P. Smith had an experience similar to many others: She was laid off. Determined not to let her situation define her, she quickly started her job search.
“I immediately engaged a career counselor at my local employment center,” says Smith. “I also visited several centers, re-engaged associates through LinkedIn, and professional organizations as well. I was granted an unemployment grant for a project management and technical skills program.”
As she looks back on what many people would consider a dark period in her career, she now views it as an opportunity. One door may have closed, but it led to many others opening.
“What seemed to be a career setback was actually an opportunity to change careers and to refresh my technical skill set,” she recalls. “Now I am a project manager working in health care.
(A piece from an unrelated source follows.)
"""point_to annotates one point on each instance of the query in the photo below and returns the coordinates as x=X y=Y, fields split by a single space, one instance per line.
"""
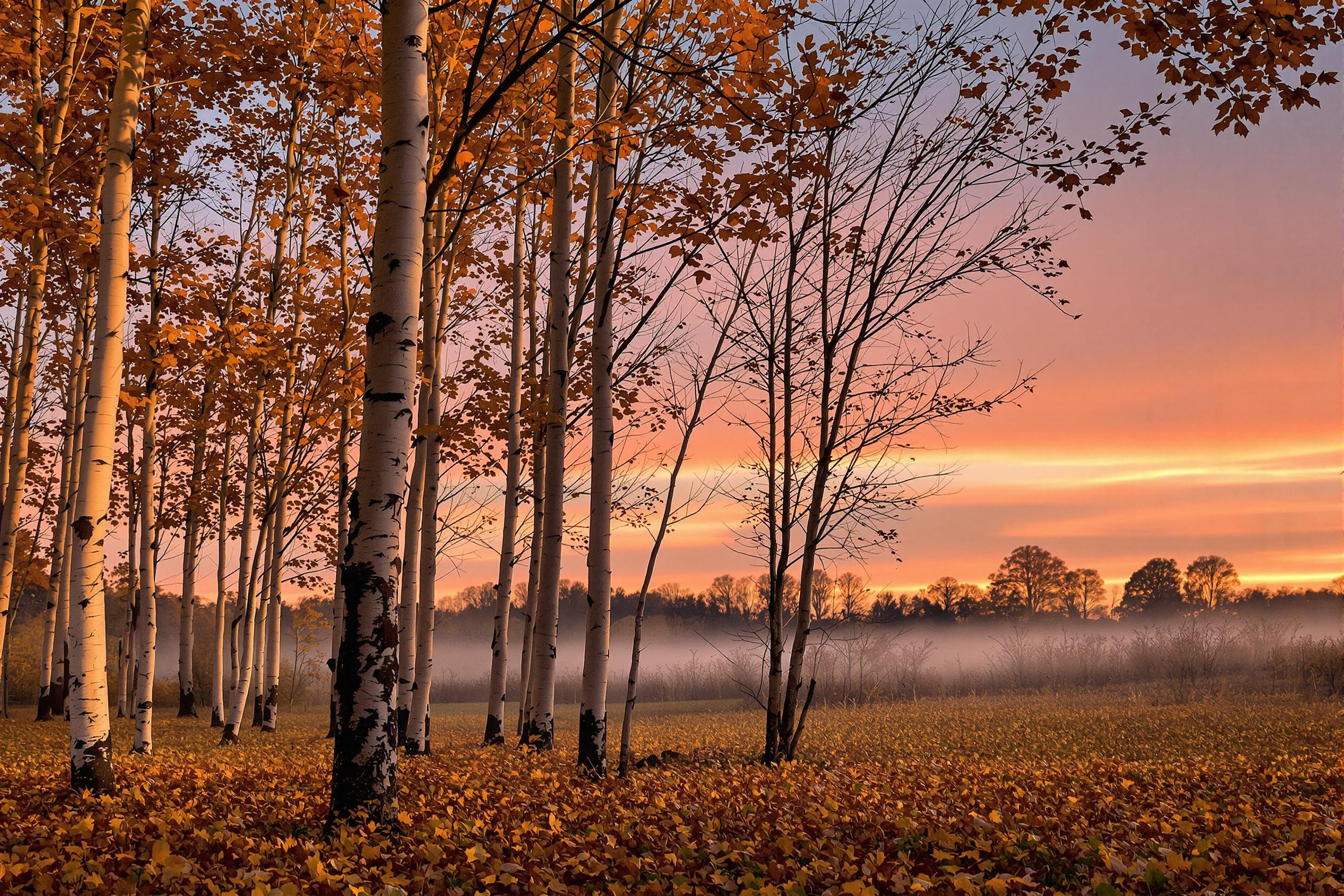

I was able to regain the income lost during that time and am making more money now as a result of the training and career counseling that I received during that time.”
In fact, without her steadfast dedication to education and finding a new job during her time laid off, she would not have met her current boss.
“I met my future manager during one of the training sessions,” she says. “I worked with him for a year as a junior project manager. It helped to jumpstart my project management career.”
Having not only survived, but to have thrived through the recession, she offers some rich advice for others who may feel down on their luck in their career. “Stay active, but offer to help instead of asking for help. Leverage your local career centers. There are some great career counselors and resources available there. Don’t be afraid to take chances and try something new.”
Bottom line: Believe in yourself and never give up.